David Harris-Gershon, a struggling young writer, recently hit on a winning story — his own. The writer, a 31-year-old Jewish day school teacher and father of one (with another on the way), has offered to auction off 20% of his future literary earnings to the highest bidder. The minimum bid has been at the optimistic sum of $100,000. At press time, there had not been any offers.
Harris-Gershon came up with the auction as a possible way to attend a Master of Fine Arts program without plunging his family into debt. Lest anyone mistake the point, the bid site includes pictures of Harris-Gershon writing with a baby on his lap.
Harris-Gershon admits that the auction is more of a publicity stunt than a business proposition. He expects that anybody who agrees to fund him would do so out of a “philanthropic moment of generosity” rather than any serious expectation of profit.

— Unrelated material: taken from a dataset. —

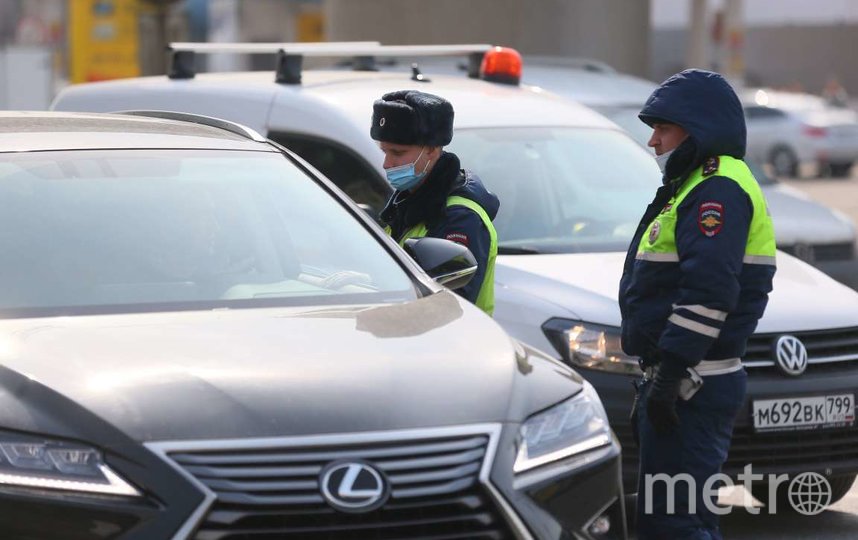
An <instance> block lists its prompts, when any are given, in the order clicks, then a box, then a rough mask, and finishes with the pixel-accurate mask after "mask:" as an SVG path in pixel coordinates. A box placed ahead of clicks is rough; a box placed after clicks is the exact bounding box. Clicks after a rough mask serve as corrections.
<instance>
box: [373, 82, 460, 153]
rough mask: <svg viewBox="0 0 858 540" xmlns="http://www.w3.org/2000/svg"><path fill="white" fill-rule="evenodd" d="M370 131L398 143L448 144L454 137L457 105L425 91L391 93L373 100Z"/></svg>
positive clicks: (436, 144) (399, 143) (391, 92)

That said, should an investor come forward, Harris-Gershon has an intellectual property lawyer waiting to draw up the contract. Though he said he would not alter his style to make his material more commercial, he also said that he “would feel a great responsibility to be diligent about writing,” should someone invest in him. And should he fail to complete the MFA program, the deal would be off.
Despite the lack of bids, Harris-Gershon remains hopeful and said that he will not lower the minimum bid. “If I’m going to do it, I want to go all the way.”